Write a function Time_difference_NYC(dest) to compute the time difference (in hours) between any destination airport (in faa code) and New York City.

glimpse(airports)
## Rows: 1,458
## Columns: 8
## $ faa   <chr> "04G", "06A", "06C", "06N", "09J", "0A9", "0G6", "0G7", "0P2", "…
## $ name  <chr> "Lansdowne Airport", "Moton Field Municipal Airport", "Schaumbur…
## $ lat   <dbl> 41.13047, 32.46057, 41.98934, 41.43191, 31.07447, 36.37122, 41.4…
## $ lon   <dbl> -80.61958, -85.68003, -88.10124, -74.39156, -81.42778, -82.17342…
## $ alt   <dbl> 1044, 264, 801, 523, 11, 1593, 730, 492, 1000, 108, 409, 875, 10…
## $ tz    <dbl> -5, -6, -6, -5, -5, -5, -5, -5, -5, -8, -5, -6, -5, -5, -5, -5, …
## $ dst   <chr> "A", "A", "A", "A", "A", "A", "A", "A", "U", "A", "A", "U", "A",…
## $ tzone <chr> "America/New_York", "America/Chicago", "America/Chicago", "Ameri…
Time_difference_NYC <- function(dest) {
  
  airport_info <- airports %>%
    filter(faa == dest)
  
  if (nrow(airport_info) == 0) {
    stop(paste("Airport code", dest, "not found in the airports dataset."))
  }
  
  if (is.na(airport_info$tzone)) {
    stop(paste("Timezone not available for airport", dest))
  }
  
  nyc_offset   <- as.numeric(format(now(tzone = "America/New_York"), "%z")) / 100
  local_offset <- as.numeric(format(now(tzone = airport_info$tzone), "%z")) / 100
  diff         <- local_offset - nyc_offset
  
  cat("Airport  :", airport_info$name, "(", dest, ")\n")
  cat("Timezone :", airport_info$tzone, "\n")
  cat("Diff NYC :", diff, "hour(s)\n")

}

Write a function flight_time(dep_time, arr_time, origin, dest) to compute the actual flight time from the dep_time at the origin airport to the arr_time in the dest airport. dep_time and arr_time should be in the form of an integer such as 830 (8:30am); origin and dest should be in faa codes.

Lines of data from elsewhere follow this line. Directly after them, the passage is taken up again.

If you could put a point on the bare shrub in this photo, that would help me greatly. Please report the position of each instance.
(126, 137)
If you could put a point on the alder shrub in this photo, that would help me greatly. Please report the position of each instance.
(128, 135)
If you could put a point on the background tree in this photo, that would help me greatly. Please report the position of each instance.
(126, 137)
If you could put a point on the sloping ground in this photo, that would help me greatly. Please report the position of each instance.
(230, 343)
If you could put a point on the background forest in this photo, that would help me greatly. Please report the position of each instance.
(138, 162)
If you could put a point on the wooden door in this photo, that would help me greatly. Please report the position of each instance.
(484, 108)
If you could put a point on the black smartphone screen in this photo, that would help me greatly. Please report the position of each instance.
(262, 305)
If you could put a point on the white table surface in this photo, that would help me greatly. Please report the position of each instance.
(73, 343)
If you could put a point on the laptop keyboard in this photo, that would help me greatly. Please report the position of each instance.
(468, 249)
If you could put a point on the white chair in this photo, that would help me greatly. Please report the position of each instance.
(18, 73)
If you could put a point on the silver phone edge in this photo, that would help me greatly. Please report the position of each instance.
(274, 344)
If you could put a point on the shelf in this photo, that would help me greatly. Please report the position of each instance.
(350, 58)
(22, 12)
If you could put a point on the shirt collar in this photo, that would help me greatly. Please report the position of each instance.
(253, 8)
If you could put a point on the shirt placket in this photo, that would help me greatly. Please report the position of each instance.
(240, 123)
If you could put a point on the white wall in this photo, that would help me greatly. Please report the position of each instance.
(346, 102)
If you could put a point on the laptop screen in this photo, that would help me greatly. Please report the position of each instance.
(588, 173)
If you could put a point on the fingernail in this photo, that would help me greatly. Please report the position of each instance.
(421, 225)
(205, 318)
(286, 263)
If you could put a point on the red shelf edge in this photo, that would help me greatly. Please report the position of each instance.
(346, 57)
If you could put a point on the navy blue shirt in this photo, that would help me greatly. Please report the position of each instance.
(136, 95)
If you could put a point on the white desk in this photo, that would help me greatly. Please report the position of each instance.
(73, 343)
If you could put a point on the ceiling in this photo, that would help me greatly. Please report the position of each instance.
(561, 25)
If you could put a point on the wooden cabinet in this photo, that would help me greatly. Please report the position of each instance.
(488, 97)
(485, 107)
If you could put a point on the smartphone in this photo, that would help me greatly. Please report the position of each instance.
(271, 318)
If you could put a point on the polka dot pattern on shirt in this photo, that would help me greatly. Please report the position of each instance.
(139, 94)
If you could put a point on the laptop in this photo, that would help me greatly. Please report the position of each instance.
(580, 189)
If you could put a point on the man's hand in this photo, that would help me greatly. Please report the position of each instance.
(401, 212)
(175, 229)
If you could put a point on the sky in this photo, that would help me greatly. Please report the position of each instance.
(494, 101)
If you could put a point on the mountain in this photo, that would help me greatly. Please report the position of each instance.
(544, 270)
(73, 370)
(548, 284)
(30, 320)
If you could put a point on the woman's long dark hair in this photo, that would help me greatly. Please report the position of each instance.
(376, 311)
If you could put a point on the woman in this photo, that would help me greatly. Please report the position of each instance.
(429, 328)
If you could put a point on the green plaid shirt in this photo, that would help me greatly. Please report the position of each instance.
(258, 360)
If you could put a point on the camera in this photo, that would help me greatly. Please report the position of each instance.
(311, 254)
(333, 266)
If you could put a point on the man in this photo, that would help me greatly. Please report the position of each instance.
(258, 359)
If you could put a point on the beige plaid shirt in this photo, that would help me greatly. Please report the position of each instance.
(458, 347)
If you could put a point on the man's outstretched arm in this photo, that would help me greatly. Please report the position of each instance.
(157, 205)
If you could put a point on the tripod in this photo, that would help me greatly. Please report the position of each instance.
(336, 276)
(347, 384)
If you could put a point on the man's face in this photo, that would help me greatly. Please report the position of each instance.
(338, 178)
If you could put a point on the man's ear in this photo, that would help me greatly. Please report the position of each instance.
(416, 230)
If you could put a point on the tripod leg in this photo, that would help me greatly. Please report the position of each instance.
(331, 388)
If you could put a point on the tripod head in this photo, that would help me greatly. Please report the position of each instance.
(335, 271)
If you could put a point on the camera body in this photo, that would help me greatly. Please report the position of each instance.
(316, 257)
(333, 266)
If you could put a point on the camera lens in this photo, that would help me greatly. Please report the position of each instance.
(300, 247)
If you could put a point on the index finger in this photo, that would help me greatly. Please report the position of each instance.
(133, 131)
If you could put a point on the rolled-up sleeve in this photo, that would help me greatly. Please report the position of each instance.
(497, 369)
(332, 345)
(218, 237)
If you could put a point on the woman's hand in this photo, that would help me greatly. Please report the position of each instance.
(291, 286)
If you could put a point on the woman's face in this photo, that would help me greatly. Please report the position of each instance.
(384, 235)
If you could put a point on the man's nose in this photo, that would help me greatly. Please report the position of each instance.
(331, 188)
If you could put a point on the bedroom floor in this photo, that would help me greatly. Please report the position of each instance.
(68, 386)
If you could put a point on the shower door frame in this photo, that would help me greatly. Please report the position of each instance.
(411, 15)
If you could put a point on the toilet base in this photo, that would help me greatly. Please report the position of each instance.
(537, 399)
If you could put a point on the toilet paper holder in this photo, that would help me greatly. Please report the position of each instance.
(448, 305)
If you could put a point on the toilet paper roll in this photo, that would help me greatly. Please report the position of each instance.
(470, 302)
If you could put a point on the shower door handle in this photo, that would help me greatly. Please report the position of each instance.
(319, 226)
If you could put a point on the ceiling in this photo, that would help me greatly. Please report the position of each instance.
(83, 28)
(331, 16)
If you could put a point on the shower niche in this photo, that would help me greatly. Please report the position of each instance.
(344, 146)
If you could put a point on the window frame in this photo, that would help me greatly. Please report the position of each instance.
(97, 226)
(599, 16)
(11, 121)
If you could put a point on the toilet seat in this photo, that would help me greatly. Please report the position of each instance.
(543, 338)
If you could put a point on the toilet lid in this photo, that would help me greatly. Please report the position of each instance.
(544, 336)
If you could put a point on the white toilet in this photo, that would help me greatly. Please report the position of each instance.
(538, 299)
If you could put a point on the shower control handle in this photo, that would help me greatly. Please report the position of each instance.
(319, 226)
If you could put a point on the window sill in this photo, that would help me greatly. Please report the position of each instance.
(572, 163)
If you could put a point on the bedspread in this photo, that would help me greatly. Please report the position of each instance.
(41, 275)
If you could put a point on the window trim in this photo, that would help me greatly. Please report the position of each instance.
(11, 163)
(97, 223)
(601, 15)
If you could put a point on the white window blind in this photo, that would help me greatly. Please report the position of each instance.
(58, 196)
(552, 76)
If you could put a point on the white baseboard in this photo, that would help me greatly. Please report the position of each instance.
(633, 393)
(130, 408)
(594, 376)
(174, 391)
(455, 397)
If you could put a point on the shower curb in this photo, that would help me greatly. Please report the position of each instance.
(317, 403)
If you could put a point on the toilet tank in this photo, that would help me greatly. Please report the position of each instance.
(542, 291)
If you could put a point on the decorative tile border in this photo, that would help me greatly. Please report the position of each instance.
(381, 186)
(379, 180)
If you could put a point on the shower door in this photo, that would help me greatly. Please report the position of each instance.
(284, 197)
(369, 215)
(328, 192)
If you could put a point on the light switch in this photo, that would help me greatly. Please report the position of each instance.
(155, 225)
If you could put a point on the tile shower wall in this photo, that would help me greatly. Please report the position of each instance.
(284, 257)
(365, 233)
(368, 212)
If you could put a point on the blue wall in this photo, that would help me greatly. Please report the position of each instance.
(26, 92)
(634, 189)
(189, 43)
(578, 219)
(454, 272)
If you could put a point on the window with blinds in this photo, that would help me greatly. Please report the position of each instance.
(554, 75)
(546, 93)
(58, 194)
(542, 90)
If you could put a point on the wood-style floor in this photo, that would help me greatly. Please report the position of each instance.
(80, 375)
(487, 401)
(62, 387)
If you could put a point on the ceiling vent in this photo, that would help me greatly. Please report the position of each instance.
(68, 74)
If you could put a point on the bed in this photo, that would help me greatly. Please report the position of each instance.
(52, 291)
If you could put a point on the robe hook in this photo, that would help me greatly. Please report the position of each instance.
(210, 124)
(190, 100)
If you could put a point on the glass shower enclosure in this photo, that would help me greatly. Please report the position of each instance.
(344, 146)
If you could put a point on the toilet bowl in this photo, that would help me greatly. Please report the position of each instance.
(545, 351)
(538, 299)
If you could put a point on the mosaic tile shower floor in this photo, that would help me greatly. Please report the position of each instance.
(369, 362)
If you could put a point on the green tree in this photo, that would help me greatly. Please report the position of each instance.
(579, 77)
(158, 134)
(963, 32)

flight_time <- function(dep_time, arr_time, origin, dest) {
  
  origin_tz <- airports %>% filter(faa == origin) %>% pull(tzone)
  dest_tz   <- airports %>% filter(faa == dest)   %>% pull(tzone)
  
  dep_hour <- dep_time %/% 100
  dep_min  <- dep_time %%  100
  arr_hour <- arr_time %/% 100
  arr_min  <- arr_time %%  100
  
  dep_dt <- make_datetime(2013, 1, 1, dep_hour, dep_min) %>%
              force_tz(origin_tz)
  
  arr_dt <- make_datetime(2013, 1, 1, arr_hour, arr_min) %>%
              force_tz(dest_tz)
  
  du <- as.numeric(as.duration(arr_dt - dep_dt)) / 60
  
  cat("Origin       :", origin, "(", origin_tz, ")\n")
  cat("Destination  :", dest,   "(", dest_tz,   ")\n")
  cat("Departure    :", dep_hour, ":", dep_min,  "\n")
  cat("Arrival      :", arr_hour, ":", arr_min,  "\n")
  cat("Duration     :", du, "mins\n")
}